Adilur Rahman Khan, secrétaire général de la FIDH

Le CCPR regrette que le gouvernement japonais n’ait pas avancé vers l’abolition de la peine de mort, ni limité le nombre de crimes passibles de la peine capitale. Il a exprimé son inquiétude quant au fait que plusieurs des 19 infractions passibles de la peine capitale ne se situent pas au seuil des « crimes les plus graves ». Le 14 octobre 2022, dans ses remarques finales, la présidente du CCPR a déclaré qu’il était « regrettable  » que la position du gouvernement sur la question de la peine de mort ne semble pas avoir bougé « du tout ».

Le CCPR s’est dit « profondément préoccupé » par les rapports révélant que des exécutions ont été faites alors que les demandes de révision des procès des condamné·es à mort étaient toujours en attente. Le Comité s’inquiète également du manque d’un système obligatoire de révision des cas concernés par la peine capitale, et d’un mécanisme indépendant chargé de surveiller la santé mentale des détenu·es incarcéré·es dans le couloir de la mort. L’isolement prolongé – y compris jusqu’à 40 ans avant l’exécution – et la vidéosurveillance intrusive 24 h/24 à laquelle les détenu·es incarcéré·es dans le couloir de la mort sont régulièrement soumis·es ont aussi été pointés du doigt comme sujets d’inquiétude par le CCPR.

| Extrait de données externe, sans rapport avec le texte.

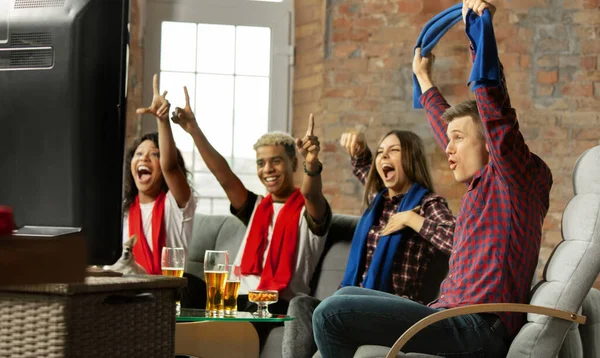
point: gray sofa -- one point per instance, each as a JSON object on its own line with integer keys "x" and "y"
{"x": 226, "y": 232}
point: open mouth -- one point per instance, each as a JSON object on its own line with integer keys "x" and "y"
{"x": 144, "y": 173}
{"x": 270, "y": 180}
{"x": 388, "y": 171}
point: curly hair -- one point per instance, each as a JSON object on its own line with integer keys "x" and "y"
{"x": 130, "y": 190}
{"x": 278, "y": 138}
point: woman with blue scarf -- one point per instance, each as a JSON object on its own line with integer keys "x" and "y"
{"x": 405, "y": 228}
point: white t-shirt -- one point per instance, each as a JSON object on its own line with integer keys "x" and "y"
{"x": 309, "y": 250}
{"x": 178, "y": 222}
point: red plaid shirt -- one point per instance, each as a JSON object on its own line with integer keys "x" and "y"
{"x": 416, "y": 250}
{"x": 499, "y": 223}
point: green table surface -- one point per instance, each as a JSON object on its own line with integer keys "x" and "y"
{"x": 197, "y": 315}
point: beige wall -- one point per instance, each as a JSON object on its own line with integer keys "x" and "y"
{"x": 353, "y": 67}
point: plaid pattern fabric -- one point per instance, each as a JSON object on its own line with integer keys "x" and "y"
{"x": 499, "y": 224}
{"x": 416, "y": 249}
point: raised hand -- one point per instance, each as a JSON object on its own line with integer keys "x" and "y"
{"x": 354, "y": 142}
{"x": 185, "y": 116}
{"x": 422, "y": 65}
{"x": 160, "y": 106}
{"x": 477, "y": 6}
{"x": 309, "y": 146}
{"x": 399, "y": 221}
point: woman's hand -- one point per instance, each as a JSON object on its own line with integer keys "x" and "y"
{"x": 399, "y": 221}
{"x": 185, "y": 116}
{"x": 160, "y": 106}
{"x": 354, "y": 142}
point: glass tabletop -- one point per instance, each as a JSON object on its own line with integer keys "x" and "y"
{"x": 196, "y": 315}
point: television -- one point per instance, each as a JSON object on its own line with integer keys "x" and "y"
{"x": 62, "y": 117}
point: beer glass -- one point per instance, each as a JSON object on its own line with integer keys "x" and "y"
{"x": 232, "y": 286}
{"x": 172, "y": 263}
{"x": 215, "y": 276}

S’agissant des conditions de détention, le CCPR a critiqué le recours à l’isolement prolongé, le manque d’accès des détenu·es à des soins médicaux appropriés, et le refus des garanties liées à la procédure, telles que l’accès à un·e avocat·e et les contacts avec les membres de leur famille. Il a également recommandé de prendre les mesures nécessaires en vue de garantir un traitement équitable envers les détenu·es lesbiennes, gays, bisexuel·les et transgenre (LGBT) dans les établissements pénitentiaires, notamment en réexaminant les directives relatives à la prise en charge des détenu·es transgenre de 2015 et leur mise en œuvre pour s’assurer que l’isolement ne soit pas employé comme traitement systématique pour ces détenu·es.

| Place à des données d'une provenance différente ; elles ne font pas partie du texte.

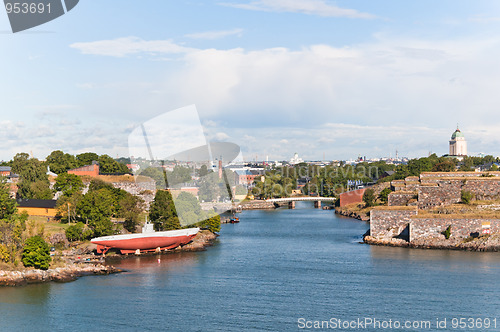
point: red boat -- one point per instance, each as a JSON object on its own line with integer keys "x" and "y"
{"x": 147, "y": 241}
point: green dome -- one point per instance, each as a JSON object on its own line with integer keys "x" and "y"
{"x": 456, "y": 134}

Les conclusions du CCPR font état de nombreuses problématiques similaires à celles identifiées par la Fédération internationale pour les droits humains (FIDH) et le Center for Prisoners’ Rightsen amont de l’examen du Japon. En août 2022, ces deux organisations avaient dénoncé le recours à l’isolement et à l’usage intrusif de la vidéosurveillance pour les détenu·es incarcéré·es dans le couloir de la mort au Japon.

« Les autorités japonaises doivent cesser de traiter les personnes condamnées à mort comme des objets. Les détenu·es incarcéré·es dans le couloir de la mort ont des droits, et doivent être pris·es en charge conformément aux normes internationales, et aux obligations du Japon en matière de droit international relatif aux droits humains. »

Teppei Ono, secrétaire général du Center for Prisoners’ Rights

La FIDH et le Center for Prisoners’ Rights exhortent le gouvernement japonais à prendre des mesures immédiates pour mettre en œuvre les recommandations du CCPR en matière de peine de mort et de conditions de détention. Ces recommandations incluent :
 l’établissement d’un moratoire sur le recours à la peine de mort ;
 la réduction du nombre d’infractions passibles de la peine capitale ;
 l’assurance que les détenu·es incarcéré·es dans le couloir de la mort ne font pas l’objet de peines ou traitements cruels, inhumains ou dégradants ;
 la limitation du recours à l’isolement prolongé et à l’usage de la vidéosurveillance 24h/24 pour les détenu·es condamné·es à mort ;
 l’établissement d’un système contraignant et efficace de révision des condamnations à la peine de mort ;
 l’assurance que la santé mentale des détenu·es condamné·es à mort est surveillée par un organe indépendant ;
 l’assurance d’une confidentialité stricte pour toutes les réunions entre les détenu·es condamné·es à mort et leurs avocat·es au sujet de leurs demandes de révision de procès ;
 l’accès au deuxième protocole facultatif du Pacte international relatif aux droits civils et politiques (PIDCP), visant à abolir la peine de mort.

La FIDH et le Center for Prisoners’ Rights appellent également le gouvernement japonais à voter en faveur de la résolution de l’Assemblée générale des Nations unies biennale portant sur un moratoire sur l’application de la peine de mort, en vue de son abolition complète. Cette résolution doit être adoptée par l’Assemblée générale des Nations unies en décembre 2022.